I ran past a friend’s house this week, someone I used to have dinner with / go on walks with regularly, and whom I’ve not seen in a while. I ended my run and called him on my cool down. I love his perspective, which is so different than mine. His parents were not born in the United States, he is in a different industry than mine, he has a wicked sense of humor that surprises me and makes me laugh, but which I would never come up with on my own. And yet we are friends.

I asked him how he was doing, and he wondered if there was a single word that captured the emotions of anger, frustration, helplessness and despair, which I think is a good question, and should have an answer, because currently it is how I feel much of the time (someone will now tell me there is a German word for just this thing, because there is ALWAYS a German word). We commiserated. And when we were done, I thought about the absolute need to influence change, now more than ever.

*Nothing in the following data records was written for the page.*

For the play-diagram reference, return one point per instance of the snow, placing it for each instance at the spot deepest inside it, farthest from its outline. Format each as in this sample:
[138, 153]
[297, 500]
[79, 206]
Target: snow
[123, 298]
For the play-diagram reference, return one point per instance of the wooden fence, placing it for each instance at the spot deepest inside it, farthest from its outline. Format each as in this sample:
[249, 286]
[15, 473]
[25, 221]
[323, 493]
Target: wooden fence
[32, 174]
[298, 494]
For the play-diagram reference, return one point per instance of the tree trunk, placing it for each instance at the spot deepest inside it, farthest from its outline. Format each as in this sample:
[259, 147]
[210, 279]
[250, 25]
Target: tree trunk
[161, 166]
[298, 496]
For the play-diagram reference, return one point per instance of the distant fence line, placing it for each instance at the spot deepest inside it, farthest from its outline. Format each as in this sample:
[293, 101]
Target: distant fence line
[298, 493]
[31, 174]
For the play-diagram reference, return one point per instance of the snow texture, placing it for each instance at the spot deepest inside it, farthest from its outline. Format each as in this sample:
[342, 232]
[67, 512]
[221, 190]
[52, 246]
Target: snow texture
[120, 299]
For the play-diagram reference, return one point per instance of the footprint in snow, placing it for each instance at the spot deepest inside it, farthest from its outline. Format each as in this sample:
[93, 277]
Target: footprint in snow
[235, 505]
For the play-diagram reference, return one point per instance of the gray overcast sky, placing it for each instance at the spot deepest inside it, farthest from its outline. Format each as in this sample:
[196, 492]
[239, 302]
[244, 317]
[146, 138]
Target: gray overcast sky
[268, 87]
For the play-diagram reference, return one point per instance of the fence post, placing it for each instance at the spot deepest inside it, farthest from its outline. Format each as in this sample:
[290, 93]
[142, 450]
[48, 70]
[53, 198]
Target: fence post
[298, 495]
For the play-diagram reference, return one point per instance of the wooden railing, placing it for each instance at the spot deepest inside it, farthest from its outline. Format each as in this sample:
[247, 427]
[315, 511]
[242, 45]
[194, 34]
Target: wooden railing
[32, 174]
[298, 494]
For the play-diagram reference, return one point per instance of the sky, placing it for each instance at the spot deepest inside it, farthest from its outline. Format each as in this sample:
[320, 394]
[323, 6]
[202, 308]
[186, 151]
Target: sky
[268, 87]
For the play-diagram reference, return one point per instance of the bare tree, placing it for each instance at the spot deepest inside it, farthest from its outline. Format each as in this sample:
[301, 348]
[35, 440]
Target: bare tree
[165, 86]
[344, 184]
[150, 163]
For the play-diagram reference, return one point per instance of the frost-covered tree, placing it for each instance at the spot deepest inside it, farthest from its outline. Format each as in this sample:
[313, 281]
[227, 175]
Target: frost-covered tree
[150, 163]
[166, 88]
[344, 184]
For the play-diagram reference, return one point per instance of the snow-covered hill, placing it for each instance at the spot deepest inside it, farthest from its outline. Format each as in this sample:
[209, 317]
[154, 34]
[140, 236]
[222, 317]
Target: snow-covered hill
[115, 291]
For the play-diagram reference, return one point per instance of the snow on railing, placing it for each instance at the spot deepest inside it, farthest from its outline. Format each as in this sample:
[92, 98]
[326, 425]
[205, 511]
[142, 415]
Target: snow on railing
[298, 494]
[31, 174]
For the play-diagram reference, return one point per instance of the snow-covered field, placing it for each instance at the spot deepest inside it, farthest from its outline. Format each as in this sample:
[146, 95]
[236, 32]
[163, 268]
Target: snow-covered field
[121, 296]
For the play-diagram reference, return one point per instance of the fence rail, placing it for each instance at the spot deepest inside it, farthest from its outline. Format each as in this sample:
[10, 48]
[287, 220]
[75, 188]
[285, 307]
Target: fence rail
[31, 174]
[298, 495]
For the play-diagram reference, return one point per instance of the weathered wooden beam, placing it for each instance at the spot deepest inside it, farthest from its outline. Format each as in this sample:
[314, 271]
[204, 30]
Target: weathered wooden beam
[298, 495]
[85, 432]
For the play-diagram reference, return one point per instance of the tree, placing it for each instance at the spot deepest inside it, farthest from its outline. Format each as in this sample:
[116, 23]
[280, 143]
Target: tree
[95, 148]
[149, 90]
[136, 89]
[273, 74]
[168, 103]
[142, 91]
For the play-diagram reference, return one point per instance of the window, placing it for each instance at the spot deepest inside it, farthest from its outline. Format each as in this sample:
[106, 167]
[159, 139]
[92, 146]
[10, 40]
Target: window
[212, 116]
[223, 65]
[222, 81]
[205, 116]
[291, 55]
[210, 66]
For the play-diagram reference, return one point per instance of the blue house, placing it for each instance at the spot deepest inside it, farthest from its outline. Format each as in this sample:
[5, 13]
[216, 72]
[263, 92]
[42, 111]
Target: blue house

Like all of you, I see what is going on in the United States and around the world. Videos fill my social media feed; murder of an innocent man by police, and “I can’t breathe” (again) and tear gas and batons and fences. Down in Portland where I lived for 18 years, the Burnside Bridge filled with protestors laying quietly on their backs as the police approached. In the news media, talk of “dominating the battlespace” by the military, where the battlespace is HERE, and tanks and armored vehicles in small towns, for some reason I don’t understand. Over and over, senseless violence against Black and African American people. Over. And Over. Not seen, but equally present is their everyday experience, at work, in stores, on the street, when they are forced to worry about what could happen to them, simply for being in that space.

Years ago, I participated in a grueling team multi-sport event that had me running the last three miles up a very steep hill. I said after that our team should have been named “Some, but not enough” as in, I had done some hill work, but not enough, some speed work, but not enough, some distance, but not enough for what I aspired to do. At the time, I said I had learned from this experience, but now, I wonder.

Because when it comes to systemic racism I have worked to understand, but not enough. I have donated time and money, but not enough. I have advocated for internal and external change, but not enough. Yes, this is a hard challenge. But I am seeing the challenge, not living it. This is privilege. There is no room for “some” in this equation. Each of us, wherever we are, have the capability of doing more.

Years ago, aghast at what I saw in Ferguson, Missouri, I reached out to a friend and asked what I could do. He pointed me to some resources, but closed with “Look within.” It was the best, and hardest advice I’ve ever gotten. I looked, and didn’t like what I saw. Today, I look again and know…still not enough.

I accept it is okay to feel whatever that German word is that describes the present, but not to the extent it stops me from new action. More of my time and money to the orgs that are making a difference locally and nationally, more agitation internally for more change, more work to broaden my perspective and understanding. “More, but still not enough.” That’s better.